The building is the centre section of Whitehall Court, which was designed by Thomas Archer and A. Green. It was constructed as a block of luxury residential apartments in 1884. The building's construction was the centrepiece of an elaborate pyramid scheme for fraud by the Liberal MP and property developer Jabez Balfour, through the Liberator Building Society which he controlled. In 1892 the Society collapsed, leaving thousands of investors penniless. Instead of advancing money to home buyers, the Society had advanced money to property companies to buy properties owned by Balfour, at a high price. It achieved its listed building status due to its architecture, which is modelled on a French chateau.

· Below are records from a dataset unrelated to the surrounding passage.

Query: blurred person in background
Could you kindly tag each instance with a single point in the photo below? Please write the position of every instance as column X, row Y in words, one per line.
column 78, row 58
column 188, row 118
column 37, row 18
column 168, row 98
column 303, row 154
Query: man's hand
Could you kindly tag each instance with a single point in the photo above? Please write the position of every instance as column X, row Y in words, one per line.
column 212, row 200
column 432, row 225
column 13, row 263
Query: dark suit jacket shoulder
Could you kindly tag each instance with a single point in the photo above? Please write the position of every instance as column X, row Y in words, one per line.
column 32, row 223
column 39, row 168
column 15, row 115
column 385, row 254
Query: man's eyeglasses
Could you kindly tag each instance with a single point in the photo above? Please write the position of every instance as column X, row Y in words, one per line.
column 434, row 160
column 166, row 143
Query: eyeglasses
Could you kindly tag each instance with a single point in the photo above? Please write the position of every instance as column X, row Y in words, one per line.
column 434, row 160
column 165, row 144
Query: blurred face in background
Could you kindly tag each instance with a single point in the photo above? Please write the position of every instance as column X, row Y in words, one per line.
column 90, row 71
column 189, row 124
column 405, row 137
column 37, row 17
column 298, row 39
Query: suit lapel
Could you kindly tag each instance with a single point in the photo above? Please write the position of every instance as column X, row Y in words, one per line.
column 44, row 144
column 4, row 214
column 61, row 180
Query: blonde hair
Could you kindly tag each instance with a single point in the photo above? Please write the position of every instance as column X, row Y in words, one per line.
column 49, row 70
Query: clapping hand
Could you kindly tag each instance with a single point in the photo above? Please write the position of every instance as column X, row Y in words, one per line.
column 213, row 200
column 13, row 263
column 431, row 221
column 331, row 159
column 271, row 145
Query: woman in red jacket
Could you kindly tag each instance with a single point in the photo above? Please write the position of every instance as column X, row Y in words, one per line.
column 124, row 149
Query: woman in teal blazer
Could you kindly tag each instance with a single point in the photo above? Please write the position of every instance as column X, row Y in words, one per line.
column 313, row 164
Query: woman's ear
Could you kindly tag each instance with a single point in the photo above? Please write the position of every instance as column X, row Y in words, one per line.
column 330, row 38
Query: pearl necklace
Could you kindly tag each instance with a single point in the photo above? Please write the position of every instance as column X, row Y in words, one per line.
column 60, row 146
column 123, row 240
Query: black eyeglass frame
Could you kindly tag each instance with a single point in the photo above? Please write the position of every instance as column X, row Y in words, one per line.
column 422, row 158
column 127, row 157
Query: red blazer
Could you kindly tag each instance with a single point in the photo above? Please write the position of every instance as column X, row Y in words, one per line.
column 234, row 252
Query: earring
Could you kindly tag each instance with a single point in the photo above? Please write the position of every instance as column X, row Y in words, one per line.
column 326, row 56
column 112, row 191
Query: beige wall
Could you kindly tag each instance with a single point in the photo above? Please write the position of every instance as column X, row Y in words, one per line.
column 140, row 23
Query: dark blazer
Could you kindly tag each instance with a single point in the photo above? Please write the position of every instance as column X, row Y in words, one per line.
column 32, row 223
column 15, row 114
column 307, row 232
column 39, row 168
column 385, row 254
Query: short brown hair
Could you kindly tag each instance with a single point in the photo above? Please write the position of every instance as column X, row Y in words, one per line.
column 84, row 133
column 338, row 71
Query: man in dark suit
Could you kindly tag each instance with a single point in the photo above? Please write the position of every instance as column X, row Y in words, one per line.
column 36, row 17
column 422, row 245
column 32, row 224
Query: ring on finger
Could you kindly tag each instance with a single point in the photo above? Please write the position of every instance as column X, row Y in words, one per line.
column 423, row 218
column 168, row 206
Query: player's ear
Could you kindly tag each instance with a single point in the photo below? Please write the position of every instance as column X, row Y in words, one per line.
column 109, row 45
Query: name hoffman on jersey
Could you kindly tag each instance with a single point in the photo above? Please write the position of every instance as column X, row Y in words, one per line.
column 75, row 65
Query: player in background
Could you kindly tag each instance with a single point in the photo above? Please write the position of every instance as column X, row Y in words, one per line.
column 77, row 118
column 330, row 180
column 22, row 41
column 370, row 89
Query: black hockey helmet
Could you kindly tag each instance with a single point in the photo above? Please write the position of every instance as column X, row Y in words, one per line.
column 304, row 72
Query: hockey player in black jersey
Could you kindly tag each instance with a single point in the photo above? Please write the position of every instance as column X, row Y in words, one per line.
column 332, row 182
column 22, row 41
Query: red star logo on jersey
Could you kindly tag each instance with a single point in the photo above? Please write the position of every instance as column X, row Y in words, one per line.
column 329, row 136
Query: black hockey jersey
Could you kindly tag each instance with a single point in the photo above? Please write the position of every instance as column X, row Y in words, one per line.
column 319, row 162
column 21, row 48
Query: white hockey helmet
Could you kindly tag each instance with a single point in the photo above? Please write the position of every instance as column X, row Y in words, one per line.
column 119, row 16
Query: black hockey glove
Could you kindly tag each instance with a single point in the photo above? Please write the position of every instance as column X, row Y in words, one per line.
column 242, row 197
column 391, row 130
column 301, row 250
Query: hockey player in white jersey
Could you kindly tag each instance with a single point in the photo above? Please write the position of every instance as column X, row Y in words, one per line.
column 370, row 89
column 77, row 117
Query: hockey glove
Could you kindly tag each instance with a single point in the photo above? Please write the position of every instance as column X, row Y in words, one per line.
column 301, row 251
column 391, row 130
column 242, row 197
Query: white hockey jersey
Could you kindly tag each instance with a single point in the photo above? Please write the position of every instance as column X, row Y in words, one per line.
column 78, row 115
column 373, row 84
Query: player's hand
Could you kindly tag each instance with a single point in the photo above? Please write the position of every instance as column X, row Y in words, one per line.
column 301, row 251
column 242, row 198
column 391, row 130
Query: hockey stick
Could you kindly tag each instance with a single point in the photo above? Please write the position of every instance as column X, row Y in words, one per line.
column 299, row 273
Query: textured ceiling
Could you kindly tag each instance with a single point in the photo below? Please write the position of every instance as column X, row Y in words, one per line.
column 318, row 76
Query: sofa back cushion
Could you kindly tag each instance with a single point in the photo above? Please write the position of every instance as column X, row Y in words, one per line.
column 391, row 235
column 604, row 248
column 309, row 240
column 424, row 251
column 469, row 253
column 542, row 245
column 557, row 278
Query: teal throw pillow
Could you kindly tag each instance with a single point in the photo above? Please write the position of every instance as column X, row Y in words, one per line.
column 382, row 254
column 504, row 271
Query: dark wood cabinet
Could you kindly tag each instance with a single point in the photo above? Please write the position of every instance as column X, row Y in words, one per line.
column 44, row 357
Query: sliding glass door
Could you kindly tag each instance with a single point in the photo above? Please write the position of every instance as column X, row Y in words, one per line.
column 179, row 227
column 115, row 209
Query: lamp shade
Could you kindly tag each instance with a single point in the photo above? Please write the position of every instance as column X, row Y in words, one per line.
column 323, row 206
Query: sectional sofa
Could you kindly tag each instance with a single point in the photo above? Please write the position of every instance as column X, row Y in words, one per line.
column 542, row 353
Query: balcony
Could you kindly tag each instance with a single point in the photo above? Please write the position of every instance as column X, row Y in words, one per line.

The centre section of the building, 1-2 Whitehall Court, was converted to a hotel in 1971. The hotel expanded in 1985, when it acquired the 140 bedrooms above the adjoining National Liberal Club) at One Whitehall Place. The hotel was acquired by Guoman Hotels in 2008. It underwent a £20 million refurbishment at that time.

==Media appearances==
The World Branding Awards was held at One Whitehall Place, the events building of the Royal Horseguards Hotel, in 2014.

==Location==
The hotel is in Central London, just off the Embankment and Whitehall and near Trafalgar Square. The nearest tube station is Embankment and the nearest railway station is Charing Cross.